= Sil-Metropole Organisation =

Hong Kong film company

Sil-Metropole Organisation Ltd. (銀都機構有限公司) is a Hong Kong production company involved in the co-production and distribution of films made throughout Hong Kong and China.

==Background==
===History===
After World War II, Shanghai filmmakers moved to Hong Kong and established four production companies: Great Wall Movie Enterprises Ltd, the Feng Huang Motion Pictures Co., the Sun Luen Film Co. and the Chung Yuen Motion Picture Co., a joint venture between Great Wall and Sun Luen. These four companies were highly influential in the early 1950s. They were known as "left-wings" and often made idealistic movies that were social commentaries. Few were of the Kung Fu genre, but the collective library does include Shaolin Temple and Kids from Shaolin.
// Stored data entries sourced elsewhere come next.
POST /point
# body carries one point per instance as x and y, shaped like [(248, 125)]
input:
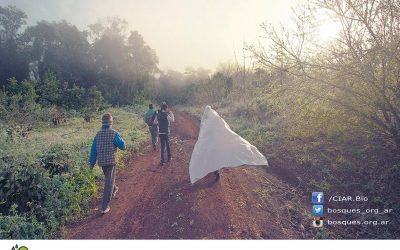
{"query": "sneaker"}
[(106, 210), (115, 191)]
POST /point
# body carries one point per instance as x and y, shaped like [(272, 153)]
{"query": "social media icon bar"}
[(318, 198), (318, 210), (318, 221)]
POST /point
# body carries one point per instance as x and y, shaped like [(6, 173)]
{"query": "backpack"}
[(150, 121)]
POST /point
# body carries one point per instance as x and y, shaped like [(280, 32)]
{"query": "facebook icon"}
[(318, 197)]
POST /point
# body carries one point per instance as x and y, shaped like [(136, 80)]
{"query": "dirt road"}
[(157, 202)]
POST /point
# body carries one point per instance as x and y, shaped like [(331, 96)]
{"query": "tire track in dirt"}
[(158, 202)]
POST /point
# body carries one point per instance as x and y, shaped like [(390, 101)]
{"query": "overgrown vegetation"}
[(44, 177)]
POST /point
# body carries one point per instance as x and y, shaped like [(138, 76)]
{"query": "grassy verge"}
[(45, 179)]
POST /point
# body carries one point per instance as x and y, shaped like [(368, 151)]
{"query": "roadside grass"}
[(45, 179)]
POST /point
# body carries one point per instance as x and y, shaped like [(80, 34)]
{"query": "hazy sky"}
[(198, 33)]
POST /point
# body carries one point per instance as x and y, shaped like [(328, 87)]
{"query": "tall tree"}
[(357, 72), (12, 60)]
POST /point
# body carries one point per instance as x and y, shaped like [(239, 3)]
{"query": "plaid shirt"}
[(104, 147)]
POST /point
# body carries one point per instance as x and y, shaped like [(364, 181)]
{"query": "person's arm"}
[(171, 117), (119, 142), (155, 120), (93, 154), (144, 117)]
After China's Cultural Revolution in the mid-1970s, the Chinese audience largely dried up. In 1982, the four companies decided to merge and became today's Sil-Metropole.
While Sil-Metropole is a Hong Kong-registered company with an island office of around 50 people, it is managed by the Chinese Government.

===Company===
Sil-Metropole is given the same status as a Mainland China state-owned studio, allowing it to be the Chinese partner on co-productions. Its portfolio ranges from co-productions to distribution, as well as TV series and operating a Hong Kong studio and theater.

Sil-Metropole typically works on more than 10 co-productions a year as a Chinese partner. Some of its projects include Three Kingdoms: Resurrection of the Dragon, Hero, Invisible Target, Throw Down, Confession of Pain and Star Runner. The company is also involved in television series and currently produces its own projects.

While its arthouse theater Cine-Art was closed down in late 2006, Sil-Metropole still owns and operates the Silver Theater in Kwun Tong, Hong Kong, which it has had since 1963 under one of the original four companies.